The Real Failure

In the New York Times today, Paul Krugman once again cites his position that despite grumblings from the GOP and tentative Democrats, President Obama’s stimulus and reform package is still not enough:

The debate continues on as to whether or not Obama should be making these sweeping measures just temporary, like immediate  infusions of capital into the banking system, or also to include more long-term reforms, like universal health care, into the picture.  I have one sentence for you: he needs to be as far-reaching, innovative, and gutsy as he can.  Even if all the so-called “economic” disasters are fixed, without the implementation of an inclusive health care policy the economy will fail.  Medical insurance costs have caused many companies to shut their doors or move overseas.  Health care is not a luxury anymore that employers can offer their employees; the burden has become too costly, its lack of transportability between jobs is a death sentence for the insured and the third party payers who offer private insurance are reaping profits of 30% off of a system that is about to implode.  No Siree.  If we fail to enact universal health insurance the economy will not, CAN NOT ever rebound or recoup.

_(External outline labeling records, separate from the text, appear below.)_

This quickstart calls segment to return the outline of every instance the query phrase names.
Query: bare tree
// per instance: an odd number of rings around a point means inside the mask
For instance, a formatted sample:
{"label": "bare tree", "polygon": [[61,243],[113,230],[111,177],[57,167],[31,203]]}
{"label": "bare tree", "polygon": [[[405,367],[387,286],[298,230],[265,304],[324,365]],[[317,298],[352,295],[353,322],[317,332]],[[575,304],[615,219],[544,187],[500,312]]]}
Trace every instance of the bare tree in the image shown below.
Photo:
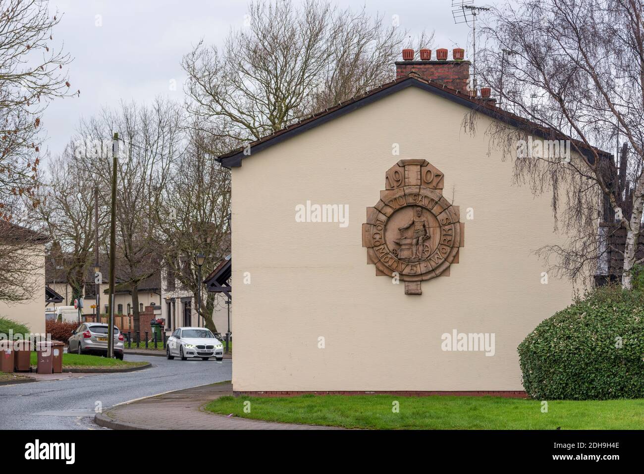
{"label": "bare tree", "polygon": [[[529,119],[495,121],[493,142],[511,155],[518,139],[567,135],[580,156],[549,150],[515,161],[518,182],[552,193],[555,226],[571,236],[542,254],[555,256],[552,268],[568,276],[592,275],[611,250],[599,223],[615,220],[625,229],[621,283],[630,288],[644,207],[642,1],[518,0],[493,10],[482,35],[484,82],[504,108]],[[601,151],[618,140],[619,166]]]}
{"label": "bare tree", "polygon": [[[122,140],[117,171],[117,260],[123,265],[115,276],[131,293],[135,331],[140,330],[139,285],[159,271],[163,256],[156,208],[182,151],[181,116],[175,103],[158,99],[151,106],[124,103],[118,110],[104,109],[79,127],[81,139],[90,142],[105,140],[115,131]],[[111,160],[109,147],[102,149],[101,158],[86,158],[84,166],[107,189]]]}
{"label": "bare tree", "polygon": [[325,0],[252,2],[245,21],[222,51],[202,41],[184,57],[188,111],[218,123],[202,128],[213,144],[256,140],[386,82],[408,41],[383,16]]}
{"label": "bare tree", "polygon": [[195,262],[198,254],[205,256],[203,280],[230,252],[231,174],[206,153],[204,141],[198,132],[191,132],[187,149],[174,166],[162,205],[156,209],[168,274],[195,301],[198,289],[202,289],[198,314],[206,327],[217,332],[213,320],[215,298],[204,287]]}
{"label": "bare tree", "polygon": [[70,95],[63,69],[70,58],[52,46],[61,19],[47,1],[3,0],[0,7],[0,218],[10,220],[23,210],[22,198],[38,205],[41,117]]}
{"label": "bare tree", "polygon": [[[49,173],[39,190],[37,211],[58,249],[52,257],[62,266],[72,298],[82,298],[94,249],[95,189],[98,176],[83,166],[84,146],[70,143],[63,153],[49,160]],[[99,234],[104,236],[107,213],[99,213]]]}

The possibility of health care reform came up previously about ten years ago, again during hard economic times.  But the financial climate got better, and the situation was ignored.  That is why we must act now to implement some sort of health care plan for our country.  If we dillydally until our economic scenario naturally turns a bit brighter, the urgency will diminish, although the basic underpinnings of our economy will remain weak and crumbling.

Sometimes, like right now, we must turn an emergency into widespread policy change.  These changes, such as universal health insurance, energy independence and the removal of politics from the scientific arena, are long overdue.  They were contributary to the present disastrous state of our country and without solving these problems, our actual existence will remain in doubt.  Certainly, our future will be much more iffy and fragile.   Across the board, the time to act is now.  And we must act BIG.